I'm not sure how many problems are lurking in my setup but I'll try to explain what I am experiencing.
I have a few ESX hosts with several VMs on them. (I'll update this post soon with all the hardware and VM specs)
After running for days, one of the VMs all of a sudden experienced very high Avg Disk Read QL, in the thousands (~1000-4000) continuously. Total %PT is low and memory is fine. That VM was killing my application which runs across several VMs; basically others VMs access the poorly performing VM so they end up spinning waiting for data that's taking forever to be read and transfered. This is basically the problem in a nutshell.
There are two disks on the ESX host; the poor VM runs on one of them, 3 other VMs run on the second disk. The 3 VMs are fine. So I thought initially that it's a disk read head problem. I migrated the VM to another ESX Host, but the problem persisted. I then noticed that the VM was first created with Thin storage provisionning (256GB), so I migrated it once again to another ESX Host with Thick provisionning this time (256GB), but the problem still persisted.

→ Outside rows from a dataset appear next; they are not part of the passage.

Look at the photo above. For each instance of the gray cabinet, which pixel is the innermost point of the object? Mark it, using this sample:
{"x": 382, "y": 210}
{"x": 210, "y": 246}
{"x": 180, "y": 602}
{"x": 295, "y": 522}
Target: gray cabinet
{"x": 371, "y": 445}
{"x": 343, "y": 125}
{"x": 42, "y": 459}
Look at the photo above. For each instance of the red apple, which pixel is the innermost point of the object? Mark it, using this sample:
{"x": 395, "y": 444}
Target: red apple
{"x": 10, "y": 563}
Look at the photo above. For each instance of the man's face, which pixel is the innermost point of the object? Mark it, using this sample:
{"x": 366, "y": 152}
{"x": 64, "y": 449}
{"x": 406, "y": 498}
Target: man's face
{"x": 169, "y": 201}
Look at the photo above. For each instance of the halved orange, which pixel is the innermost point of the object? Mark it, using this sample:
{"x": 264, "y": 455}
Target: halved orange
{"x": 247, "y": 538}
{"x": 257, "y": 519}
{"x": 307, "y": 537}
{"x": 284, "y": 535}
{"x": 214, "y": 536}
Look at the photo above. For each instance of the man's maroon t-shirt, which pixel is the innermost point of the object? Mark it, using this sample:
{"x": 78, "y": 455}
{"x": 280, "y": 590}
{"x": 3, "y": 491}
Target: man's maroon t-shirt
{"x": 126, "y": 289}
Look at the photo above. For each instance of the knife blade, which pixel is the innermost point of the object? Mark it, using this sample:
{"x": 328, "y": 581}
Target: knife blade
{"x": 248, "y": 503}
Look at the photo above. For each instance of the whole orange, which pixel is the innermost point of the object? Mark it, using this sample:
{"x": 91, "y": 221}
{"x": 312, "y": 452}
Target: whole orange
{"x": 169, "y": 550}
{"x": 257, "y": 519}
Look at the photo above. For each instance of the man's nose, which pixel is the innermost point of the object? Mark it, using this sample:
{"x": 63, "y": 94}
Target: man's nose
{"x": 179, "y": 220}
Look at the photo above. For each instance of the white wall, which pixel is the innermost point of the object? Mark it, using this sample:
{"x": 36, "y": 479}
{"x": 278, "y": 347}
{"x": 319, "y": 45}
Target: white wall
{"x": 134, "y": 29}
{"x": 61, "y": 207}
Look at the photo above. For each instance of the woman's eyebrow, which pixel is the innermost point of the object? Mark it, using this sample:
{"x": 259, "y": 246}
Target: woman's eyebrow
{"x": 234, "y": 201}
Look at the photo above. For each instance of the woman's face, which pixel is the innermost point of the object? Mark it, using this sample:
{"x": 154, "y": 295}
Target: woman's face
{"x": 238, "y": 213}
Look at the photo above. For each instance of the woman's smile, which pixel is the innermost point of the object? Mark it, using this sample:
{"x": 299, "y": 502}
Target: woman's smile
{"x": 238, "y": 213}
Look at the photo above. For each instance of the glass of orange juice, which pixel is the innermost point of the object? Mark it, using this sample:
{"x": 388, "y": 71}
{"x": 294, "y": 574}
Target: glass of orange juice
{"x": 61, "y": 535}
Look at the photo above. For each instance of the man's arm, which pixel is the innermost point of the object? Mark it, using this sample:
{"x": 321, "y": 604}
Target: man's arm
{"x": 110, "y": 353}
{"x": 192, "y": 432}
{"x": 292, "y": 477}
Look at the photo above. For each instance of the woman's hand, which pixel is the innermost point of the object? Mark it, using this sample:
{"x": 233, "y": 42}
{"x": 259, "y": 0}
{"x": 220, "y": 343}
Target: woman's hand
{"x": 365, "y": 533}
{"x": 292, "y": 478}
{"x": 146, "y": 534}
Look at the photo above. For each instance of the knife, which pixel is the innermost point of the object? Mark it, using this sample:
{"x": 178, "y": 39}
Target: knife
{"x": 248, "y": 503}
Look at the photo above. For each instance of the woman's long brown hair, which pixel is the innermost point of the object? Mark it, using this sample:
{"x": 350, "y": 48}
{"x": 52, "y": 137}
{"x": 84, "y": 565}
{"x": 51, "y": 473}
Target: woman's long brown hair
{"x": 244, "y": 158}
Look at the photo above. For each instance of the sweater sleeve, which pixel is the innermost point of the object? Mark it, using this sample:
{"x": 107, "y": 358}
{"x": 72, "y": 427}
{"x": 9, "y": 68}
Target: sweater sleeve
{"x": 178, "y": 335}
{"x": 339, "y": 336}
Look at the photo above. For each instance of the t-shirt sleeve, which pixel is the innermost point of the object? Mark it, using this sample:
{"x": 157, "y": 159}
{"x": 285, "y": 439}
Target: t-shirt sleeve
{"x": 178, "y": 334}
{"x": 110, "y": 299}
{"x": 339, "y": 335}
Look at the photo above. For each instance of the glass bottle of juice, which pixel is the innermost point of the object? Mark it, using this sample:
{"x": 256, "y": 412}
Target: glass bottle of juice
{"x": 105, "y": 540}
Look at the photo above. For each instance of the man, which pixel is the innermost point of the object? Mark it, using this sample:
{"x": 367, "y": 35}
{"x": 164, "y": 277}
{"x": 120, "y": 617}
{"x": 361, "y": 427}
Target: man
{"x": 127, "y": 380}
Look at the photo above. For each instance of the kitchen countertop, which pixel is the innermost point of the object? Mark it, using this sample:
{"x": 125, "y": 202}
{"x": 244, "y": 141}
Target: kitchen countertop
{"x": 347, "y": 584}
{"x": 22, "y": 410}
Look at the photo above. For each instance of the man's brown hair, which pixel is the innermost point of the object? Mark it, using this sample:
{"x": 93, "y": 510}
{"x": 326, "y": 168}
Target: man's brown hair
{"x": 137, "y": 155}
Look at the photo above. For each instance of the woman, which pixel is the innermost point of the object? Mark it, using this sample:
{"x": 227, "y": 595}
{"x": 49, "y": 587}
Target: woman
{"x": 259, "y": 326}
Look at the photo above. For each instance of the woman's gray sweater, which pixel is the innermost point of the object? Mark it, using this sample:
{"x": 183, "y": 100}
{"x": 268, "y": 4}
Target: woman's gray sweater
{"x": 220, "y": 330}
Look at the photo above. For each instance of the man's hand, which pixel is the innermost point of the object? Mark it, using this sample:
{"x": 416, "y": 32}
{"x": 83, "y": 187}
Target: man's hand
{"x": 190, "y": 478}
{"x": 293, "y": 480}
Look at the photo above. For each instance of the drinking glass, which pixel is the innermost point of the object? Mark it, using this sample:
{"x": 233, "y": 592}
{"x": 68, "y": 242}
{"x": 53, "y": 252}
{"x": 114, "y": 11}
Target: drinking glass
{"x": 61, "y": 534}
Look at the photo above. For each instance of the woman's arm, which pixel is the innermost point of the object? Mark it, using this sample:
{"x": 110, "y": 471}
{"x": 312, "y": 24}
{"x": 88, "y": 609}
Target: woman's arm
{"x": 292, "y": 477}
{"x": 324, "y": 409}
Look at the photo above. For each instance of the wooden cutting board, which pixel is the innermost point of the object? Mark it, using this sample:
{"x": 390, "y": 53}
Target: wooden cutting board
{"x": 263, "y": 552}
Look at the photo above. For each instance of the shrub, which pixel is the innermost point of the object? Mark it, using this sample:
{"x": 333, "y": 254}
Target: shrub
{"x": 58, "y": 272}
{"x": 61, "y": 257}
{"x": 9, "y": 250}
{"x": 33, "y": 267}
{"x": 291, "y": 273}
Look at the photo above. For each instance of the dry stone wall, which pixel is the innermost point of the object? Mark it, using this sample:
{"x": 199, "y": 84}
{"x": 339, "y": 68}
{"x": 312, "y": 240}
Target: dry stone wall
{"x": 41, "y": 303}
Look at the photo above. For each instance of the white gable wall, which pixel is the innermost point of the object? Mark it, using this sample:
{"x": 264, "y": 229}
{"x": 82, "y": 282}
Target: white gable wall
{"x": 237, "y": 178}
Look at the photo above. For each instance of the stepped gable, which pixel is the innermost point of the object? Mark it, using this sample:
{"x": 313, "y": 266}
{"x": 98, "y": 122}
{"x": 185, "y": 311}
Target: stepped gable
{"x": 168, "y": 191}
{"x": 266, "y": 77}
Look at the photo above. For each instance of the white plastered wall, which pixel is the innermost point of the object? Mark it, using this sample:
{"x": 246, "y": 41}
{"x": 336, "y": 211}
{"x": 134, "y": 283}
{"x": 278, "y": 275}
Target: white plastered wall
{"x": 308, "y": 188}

I run windows disk Fragmentation analysis within the VM's OS and it showed 5% fragmentation.
I'm really not sure what else to look at. Please ask me questions regarding setup and I'll get the answers, I totally understand that you need to get the full picture.
Thanks in advance.
What storage are you running on? FC, iSCSI, NFS, what vendor and model?, what version of ESX? what OS is the underperforming guest running, what applications?
these are stater questions
Have you looked at the Queue Length value before you noticed that VM performed badly? That is, do you know if this high value is new or is it possible that it might have been like this before?
The value does seem very high, even if the Disk Queue Length is not the most important value to look at, especially not when having multiple disks in some kind of RAID or when using virtual disk files.
Often it is better to study the latency for the IOs and see the time it actually takes for a read or write to complete. Check Avg. Disk sec / Transfer for the average and then Avg. Disk sec / Read + Avg. Disk sec / Write. You could also check the throughput you get and the average IO size. See this for the specific counters for this. Make sure you also select to see the values over some time, for example over four hours, to see how the system perform during work. Are there any peaks or is the values similar?
I know this is a really old thread. But I wanted to post a possible fix just in case someone is having the same issue. We ran into this same problem after we did a P to V migration on our ERP system. Right after the migration, we started running into application performance issues. When we checked the avg disk queue length, it was abnormally high. I'm guessing if we had also checked read and write times those would have been high too . In this case, the VM needed more RAM in the virtual environment than it did in the physical environment. As soon as we allocated the additional RAM to the VM, our disk queue length dropped back down to less than one and the application performance issues went away. Our ERP system uses a Unidata database for the back-end. So mileage may vary on this solution for other implementations. Just wanted to throw it out there as a possible solution.